I have personally met this dog, he has a wonderfully sweet temperament and is doing just fine in a run with other dogs. He is a bit on the thin side and could use a good grooming, but otherwise in great shape. 

***Permission to Crosspost***
















http://www.petfinder.com/petnote/displaypet.cgi?petid=13469444
ID23103-Pen 303
This boy is a beautiful German Shepherd. He is about 2 years old. He is a very nice dog.
Intake date: 3/12/2009

Lost and stray animals are held at Dekalb Animal Services for seven business days in order to give their owners a chance to reclaim them. After that time period, adoptable animals are held as long as space allows.

Dekalb Animal Services
845 Camp Road
Decatur, GA 30032
Phone: 404-294-3088
Fax: 404-294-2947
[email protected]
http://www.petfinder.com/shelters/GA423.html


----------



## JerzeyGSD (Jun 26, 2008)

OMG, he's GORGEOUS! I just _had_ to show this handsome boy to John and we are both in love...







Ugh, I wish we could take another dog.


----------



## JerzeyGSD (Jun 26, 2008)

Any news on this boy?


----------



## elly1210 (Jan 4, 2009)

gorgeous


----------



## TESS (Oct 29, 2008)

Isn't anyone taking this boy??????? Sweet and sad looking. Clearly he needs a family to love him.
Tess in Philadelphia


----------



## Renoman (Apr 10, 2009)

Big Bump for this gorgeous guy.

Can someone help him?


----------



## JerzeyGSD (Jun 26, 2008)

I'd still love to hear an update!


----------



## ShepherdMania (Jun 17, 2008)

Do we know if he has been temperment tested?


----------



## brt (Sep 16, 2008)

Is any one working on this sweetie face?


----------



## ShepherdMania (Jun 17, 2008)

Rescue groups must have a completed application and a current Georgia Department of Agriculture Certificate on file in order to rescue from our facility. 

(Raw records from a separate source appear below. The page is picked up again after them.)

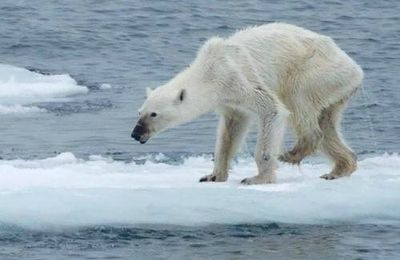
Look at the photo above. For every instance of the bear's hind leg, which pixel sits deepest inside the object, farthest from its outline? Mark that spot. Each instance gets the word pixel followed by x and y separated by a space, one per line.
pixel 231 130
pixel 333 144
pixel 309 136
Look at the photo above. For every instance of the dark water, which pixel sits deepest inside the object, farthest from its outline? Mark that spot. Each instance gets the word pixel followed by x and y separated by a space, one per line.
pixel 135 44
pixel 273 241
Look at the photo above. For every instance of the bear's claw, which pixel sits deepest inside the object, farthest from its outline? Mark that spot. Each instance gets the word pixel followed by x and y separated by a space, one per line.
pixel 258 180
pixel 290 157
pixel 213 178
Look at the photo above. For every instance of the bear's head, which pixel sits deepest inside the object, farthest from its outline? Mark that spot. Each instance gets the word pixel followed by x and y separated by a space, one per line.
pixel 164 107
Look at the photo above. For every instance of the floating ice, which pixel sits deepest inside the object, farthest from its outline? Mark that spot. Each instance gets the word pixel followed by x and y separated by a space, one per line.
pixel 19 87
pixel 67 191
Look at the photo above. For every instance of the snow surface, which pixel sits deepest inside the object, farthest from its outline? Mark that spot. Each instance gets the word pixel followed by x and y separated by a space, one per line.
pixel 67 191
pixel 19 87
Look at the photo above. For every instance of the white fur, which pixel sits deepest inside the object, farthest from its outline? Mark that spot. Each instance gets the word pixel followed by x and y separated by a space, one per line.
pixel 270 73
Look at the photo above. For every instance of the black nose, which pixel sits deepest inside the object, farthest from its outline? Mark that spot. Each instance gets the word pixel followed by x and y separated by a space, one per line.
pixel 135 136
pixel 137 132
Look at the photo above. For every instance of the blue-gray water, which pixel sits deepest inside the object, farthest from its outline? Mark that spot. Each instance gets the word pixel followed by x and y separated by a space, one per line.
pixel 135 44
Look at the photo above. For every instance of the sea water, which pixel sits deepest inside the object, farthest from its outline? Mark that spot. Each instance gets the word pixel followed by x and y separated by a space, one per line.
pixel 74 185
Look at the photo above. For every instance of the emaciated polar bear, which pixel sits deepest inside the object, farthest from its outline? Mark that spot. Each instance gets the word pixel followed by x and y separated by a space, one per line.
pixel 275 73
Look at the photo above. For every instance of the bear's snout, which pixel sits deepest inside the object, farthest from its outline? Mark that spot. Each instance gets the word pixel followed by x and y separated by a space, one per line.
pixel 139 133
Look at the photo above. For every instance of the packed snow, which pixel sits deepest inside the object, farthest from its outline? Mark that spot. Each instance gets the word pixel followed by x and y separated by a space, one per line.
pixel 19 88
pixel 68 191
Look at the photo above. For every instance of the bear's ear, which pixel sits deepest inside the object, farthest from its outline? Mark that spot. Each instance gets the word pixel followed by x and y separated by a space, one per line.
pixel 148 91
pixel 181 96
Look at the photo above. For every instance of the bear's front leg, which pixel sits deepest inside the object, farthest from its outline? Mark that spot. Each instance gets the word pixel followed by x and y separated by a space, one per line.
pixel 231 130
pixel 270 135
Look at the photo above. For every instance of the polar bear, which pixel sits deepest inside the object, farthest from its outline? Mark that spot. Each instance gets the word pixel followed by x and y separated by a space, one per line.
pixel 277 74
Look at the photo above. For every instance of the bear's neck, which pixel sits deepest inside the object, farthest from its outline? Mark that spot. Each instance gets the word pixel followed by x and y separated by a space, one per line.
pixel 200 94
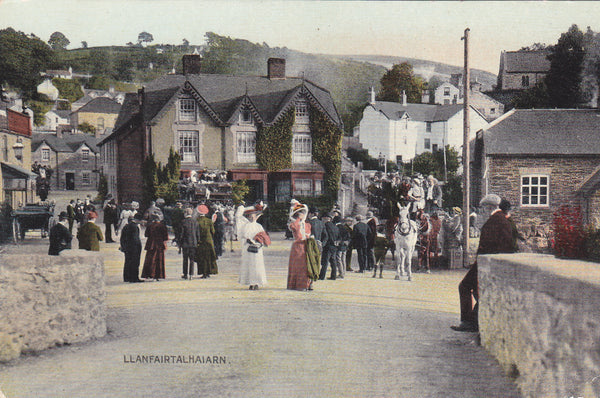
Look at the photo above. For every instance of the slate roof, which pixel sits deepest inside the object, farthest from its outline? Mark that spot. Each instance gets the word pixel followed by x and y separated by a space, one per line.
pixel 101 105
pixel 526 61
pixel 223 94
pixel 66 143
pixel 418 112
pixel 544 132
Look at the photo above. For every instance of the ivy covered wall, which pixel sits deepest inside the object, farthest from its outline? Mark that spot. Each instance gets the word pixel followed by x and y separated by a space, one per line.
pixel 274 143
pixel 274 146
pixel 327 148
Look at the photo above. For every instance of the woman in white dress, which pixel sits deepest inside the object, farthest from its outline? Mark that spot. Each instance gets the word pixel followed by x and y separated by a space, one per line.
pixel 253 237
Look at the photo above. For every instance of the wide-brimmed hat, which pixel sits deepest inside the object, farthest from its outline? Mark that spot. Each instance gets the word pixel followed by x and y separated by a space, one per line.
pixel 490 200
pixel 298 208
pixel 202 209
pixel 256 209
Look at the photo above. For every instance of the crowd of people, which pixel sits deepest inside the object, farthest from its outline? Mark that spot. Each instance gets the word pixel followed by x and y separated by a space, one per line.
pixel 322 243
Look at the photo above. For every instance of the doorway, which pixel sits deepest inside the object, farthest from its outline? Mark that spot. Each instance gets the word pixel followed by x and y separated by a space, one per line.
pixel 70 181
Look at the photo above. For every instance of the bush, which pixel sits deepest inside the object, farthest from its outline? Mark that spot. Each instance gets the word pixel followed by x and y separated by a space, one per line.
pixel 569 233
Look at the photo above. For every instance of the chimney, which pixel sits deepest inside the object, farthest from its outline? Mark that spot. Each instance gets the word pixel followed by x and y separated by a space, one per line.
pixel 141 96
pixel 372 95
pixel 191 64
pixel 276 68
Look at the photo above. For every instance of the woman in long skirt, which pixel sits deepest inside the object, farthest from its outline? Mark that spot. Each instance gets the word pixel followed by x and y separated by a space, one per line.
pixel 254 237
pixel 298 277
pixel 154 263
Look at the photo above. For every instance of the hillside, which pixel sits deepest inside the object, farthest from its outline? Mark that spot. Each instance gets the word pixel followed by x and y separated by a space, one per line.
pixel 348 78
pixel 427 69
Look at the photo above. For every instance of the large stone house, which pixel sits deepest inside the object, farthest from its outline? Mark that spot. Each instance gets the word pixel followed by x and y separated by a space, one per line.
pixel 540 160
pixel 520 70
pixel 400 131
pixel 16 179
pixel 73 158
pixel 218 122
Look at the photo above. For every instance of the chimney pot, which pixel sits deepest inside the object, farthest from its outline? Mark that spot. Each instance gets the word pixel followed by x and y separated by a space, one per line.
pixel 276 68
pixel 191 64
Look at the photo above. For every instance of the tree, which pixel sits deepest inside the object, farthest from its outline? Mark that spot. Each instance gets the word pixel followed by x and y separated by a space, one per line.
pixel 401 79
pixel 145 37
pixel 22 59
pixel 566 64
pixel 58 41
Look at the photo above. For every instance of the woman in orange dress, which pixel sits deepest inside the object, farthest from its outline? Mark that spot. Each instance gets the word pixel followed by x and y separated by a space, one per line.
pixel 298 278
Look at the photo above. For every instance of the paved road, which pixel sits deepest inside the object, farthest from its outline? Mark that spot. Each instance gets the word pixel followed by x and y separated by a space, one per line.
pixel 357 337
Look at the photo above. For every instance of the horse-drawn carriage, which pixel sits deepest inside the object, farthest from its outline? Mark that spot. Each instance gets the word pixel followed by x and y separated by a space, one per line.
pixel 31 217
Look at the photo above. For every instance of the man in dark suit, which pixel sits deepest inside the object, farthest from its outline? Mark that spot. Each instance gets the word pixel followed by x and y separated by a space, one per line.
pixel 360 238
pixel 372 223
pixel 496 237
pixel 189 235
pixel 90 235
pixel 330 249
pixel 71 214
pixel 317 228
pixel 60 237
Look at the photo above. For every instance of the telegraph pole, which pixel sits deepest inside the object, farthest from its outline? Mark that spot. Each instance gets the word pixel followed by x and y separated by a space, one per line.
pixel 466 153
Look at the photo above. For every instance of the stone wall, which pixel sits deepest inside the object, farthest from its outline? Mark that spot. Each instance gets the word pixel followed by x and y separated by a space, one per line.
pixel 47 301
pixel 540 317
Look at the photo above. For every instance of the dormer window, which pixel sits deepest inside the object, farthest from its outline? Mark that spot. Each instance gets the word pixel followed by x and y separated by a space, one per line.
pixel 187 110
pixel 302 112
pixel 245 116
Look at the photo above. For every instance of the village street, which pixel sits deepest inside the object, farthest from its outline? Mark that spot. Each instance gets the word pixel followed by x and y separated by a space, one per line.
pixel 360 336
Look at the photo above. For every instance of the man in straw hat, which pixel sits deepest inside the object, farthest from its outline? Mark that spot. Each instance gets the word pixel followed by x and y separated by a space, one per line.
pixel 60 237
pixel 496 237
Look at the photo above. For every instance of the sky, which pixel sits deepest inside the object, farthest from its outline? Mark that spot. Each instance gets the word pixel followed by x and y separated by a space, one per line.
pixel 430 30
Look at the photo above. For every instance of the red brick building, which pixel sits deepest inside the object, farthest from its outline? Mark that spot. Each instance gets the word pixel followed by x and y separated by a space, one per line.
pixel 212 121
pixel 540 159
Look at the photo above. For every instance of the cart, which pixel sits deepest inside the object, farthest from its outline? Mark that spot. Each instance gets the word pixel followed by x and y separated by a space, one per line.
pixel 31 217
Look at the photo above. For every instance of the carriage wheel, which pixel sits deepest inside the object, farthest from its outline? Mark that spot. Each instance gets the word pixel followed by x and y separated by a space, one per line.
pixel 16 231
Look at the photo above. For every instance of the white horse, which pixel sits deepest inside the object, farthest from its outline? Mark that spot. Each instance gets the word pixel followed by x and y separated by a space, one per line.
pixel 405 237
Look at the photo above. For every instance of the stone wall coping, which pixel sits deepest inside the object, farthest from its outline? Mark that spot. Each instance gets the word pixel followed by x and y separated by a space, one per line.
pixel 586 271
pixel 565 280
pixel 36 260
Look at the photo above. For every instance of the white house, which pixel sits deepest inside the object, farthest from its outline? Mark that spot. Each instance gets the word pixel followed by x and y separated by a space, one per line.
pixel 447 94
pixel 400 131
pixel 47 88
pixel 55 118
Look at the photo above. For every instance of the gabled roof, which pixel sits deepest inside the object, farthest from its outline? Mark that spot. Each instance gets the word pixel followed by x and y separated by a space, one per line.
pixel 221 96
pixel 223 92
pixel 101 105
pixel 544 132
pixel 526 61
pixel 418 112
pixel 67 143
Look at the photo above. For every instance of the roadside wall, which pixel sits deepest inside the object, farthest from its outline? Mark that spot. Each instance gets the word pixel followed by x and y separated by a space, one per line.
pixel 540 317
pixel 47 301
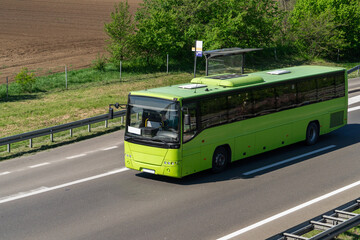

Does this mean any one from out of state can't pull him?


----------



## elly1210 (Jan 4, 2009)

bump


----------



## Karin (Jan 4, 2008)

*Re: Decatur, GA 2 yr old, Male, Sable ID23103-Pen*

Awww..... he is just adorable! Look at that sweet face and humble ears!







I hope someone can help this little guy.


----------



## Jax08 (Feb 13, 2009)

*Re: Decatur, GA 2 yr old, Male, Sable ID23103-Pen*

bump


----------



## Renoman (Apr 10, 2009)

*Re: Decatur, GA 2 yr old, Male, Sable ID23103-Pen*

What's going on with him - anyone know???


----------



## JerzeyGSD (Jun 26, 2008)

*Re: Decatur, GA 2 yr old, Male, Sable ID23103-Pen*

Any new news?


----------



## Renoman (Apr 10, 2009)

*Re: Decatur, GA 2 yr old, Male, Sable ID23103-Pen*

Bump


----------



## newlygreek (Jul 1, 2008)

*Re: Decatur, GA 2 yr old, Male, Sable ID23103-Pen*

He was still there yesterday when I was there to help take pictures. Although folks have called and asked about him, no takers yet. Please continue to spread the word about this sweet boy!


----------



## TESS (Oct 29, 2008)

*Re: Decatur, GA 2 yr old, Male, Sable ID23103-Pen*

I was told today from the AC that he was taken to rescue. I do not know who planned to take him.
Tess in Philadelphia


----------



## JerzeyGSD (Jun 26, 2008)

*Re: Decatur, GA 2 yr old, Male, Sable ID23103-Pen*

At least he's out of there.


----------



## TESS (Oct 29, 2008)

*Re: Decatur, GA 2 yr old, Male, Sable ID23103-Pen*

We hope.
Tess in Philadelphia


----------